Given the current data, what is the purpose of the entrance standards?
If an applicant has no other health problems and is capable of passing the physical fitness and ability tests, why should s/he be denied entrance? Any health issues related to an elevated BMI, excessive waist measurement or other anthropomorphic test, is likely to develop later in life, after most military or police personnel have left the service.
A study in the Lancet found that, compared to a healthy baseline population, increased risks of all-cause mortality increased with BMI such that a BMI of 30 – 34.9 kgm2 increased the risk by 45% and a BMI of 35 – 39.9 kgm2 increased the risk by 94%. These are hazard ratios meaning that an increase of 94% is an almost doubling of risk. Is that sufficient to reject an applicant?
Similarly, using QRisk an otherwise healthy 25-year old male with a BMI of 35 – 40 kgm2 has a risk of having a heart attack or stroke over the next 10 years of 0.2%. Is that sufficient to reject an applicant? Does having a high BMI affect aerobic capacity? A study in the US, where Cooper tests (push ups, sit ups, sit and reach test and a 2.4 Km run) were introduced to assess physical fitness, found that, whilst a 1% incremental increase in body fat was associated with a decrease in performance, it did not impair candidates from meeting the threshold for fitness. The current UK police job-related fitness test (bleep test) is less demanding than the Cooper tests.
Evidence suggests, therefore, that the use of the BMI as a criterion of fitness for police officer applicants, on its own, is inappropriate. A pre-placement health assessment should address the relevance of current or previous health conditions and their relevance to the ability to perform the functional requirements of the job.

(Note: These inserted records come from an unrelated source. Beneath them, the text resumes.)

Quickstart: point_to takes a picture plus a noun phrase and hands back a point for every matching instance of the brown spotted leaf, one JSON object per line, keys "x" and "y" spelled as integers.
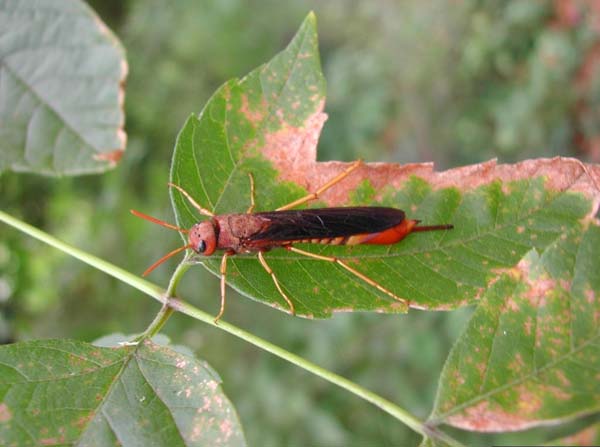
{"x": 268, "y": 124}
{"x": 61, "y": 89}
{"x": 531, "y": 353}
{"x": 61, "y": 392}
{"x": 589, "y": 436}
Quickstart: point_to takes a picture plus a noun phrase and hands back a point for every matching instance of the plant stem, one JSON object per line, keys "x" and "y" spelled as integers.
{"x": 175, "y": 304}
{"x": 387, "y": 406}
{"x": 166, "y": 310}
{"x": 128, "y": 278}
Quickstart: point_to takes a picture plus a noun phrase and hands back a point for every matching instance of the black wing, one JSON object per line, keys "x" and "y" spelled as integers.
{"x": 327, "y": 222}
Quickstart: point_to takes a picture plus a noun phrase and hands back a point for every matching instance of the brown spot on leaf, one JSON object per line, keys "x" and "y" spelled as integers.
{"x": 486, "y": 418}
{"x": 112, "y": 157}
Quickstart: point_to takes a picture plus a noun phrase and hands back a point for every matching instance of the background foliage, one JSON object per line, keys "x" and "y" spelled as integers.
{"x": 453, "y": 82}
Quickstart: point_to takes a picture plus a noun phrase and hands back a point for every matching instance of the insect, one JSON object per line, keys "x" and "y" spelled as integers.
{"x": 262, "y": 231}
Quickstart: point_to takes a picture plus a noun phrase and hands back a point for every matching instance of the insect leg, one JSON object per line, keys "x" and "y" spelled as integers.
{"x": 195, "y": 204}
{"x": 261, "y": 258}
{"x": 251, "y": 177}
{"x": 351, "y": 270}
{"x": 223, "y": 272}
{"x": 322, "y": 189}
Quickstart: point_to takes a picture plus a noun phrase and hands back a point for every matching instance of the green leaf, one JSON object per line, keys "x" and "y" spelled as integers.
{"x": 531, "y": 353}
{"x": 61, "y": 392}
{"x": 268, "y": 124}
{"x": 588, "y": 436}
{"x": 61, "y": 93}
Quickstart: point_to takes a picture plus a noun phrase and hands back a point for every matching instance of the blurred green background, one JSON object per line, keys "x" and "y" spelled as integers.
{"x": 451, "y": 81}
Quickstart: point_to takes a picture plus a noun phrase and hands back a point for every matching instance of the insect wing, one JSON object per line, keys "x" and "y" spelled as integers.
{"x": 318, "y": 223}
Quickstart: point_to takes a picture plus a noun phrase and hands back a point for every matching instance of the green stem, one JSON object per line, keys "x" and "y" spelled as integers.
{"x": 166, "y": 310}
{"x": 176, "y": 304}
{"x": 387, "y": 406}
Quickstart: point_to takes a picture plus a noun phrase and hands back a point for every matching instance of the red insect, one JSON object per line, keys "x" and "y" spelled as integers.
{"x": 260, "y": 232}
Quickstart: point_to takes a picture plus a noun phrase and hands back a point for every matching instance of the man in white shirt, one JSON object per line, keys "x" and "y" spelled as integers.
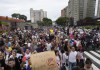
{"x": 72, "y": 58}
{"x": 49, "y": 46}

It is also important not to discriminate unfairly against applicants. Whilst under current legislation employees are not protected from discrimination on the grounds of obesity alone, there is now case law that has determined that being severely overweight, that is with a BMI more than 30 kgm2, can be a disability, if it affects ability to work. Long-term disability caused by obesity, such as impaired mobility, should be protected by disability laws.
In conclusion, there is clear evidence that obesity in the armed forces is increasing, and it now affects about 13% population. Questions have been posed about effective leadership and a commitment to the health and wellbeing strategy for the UK armed forces. Similar workforce data for UK policing is lacking. However, it seems likely that obesity may also be a problem that should be addressed. This should not be conflated with the performance of entrance measurements of obesity, which should only relate to the ability to perform the role of a police constable.
New guidance on medical standards for UK policing will be published in 2024. They will update existing Home Office standards from 2004. In advance of this, guidance has been shared with practitioners working in policing on the use of BMI in recruitment.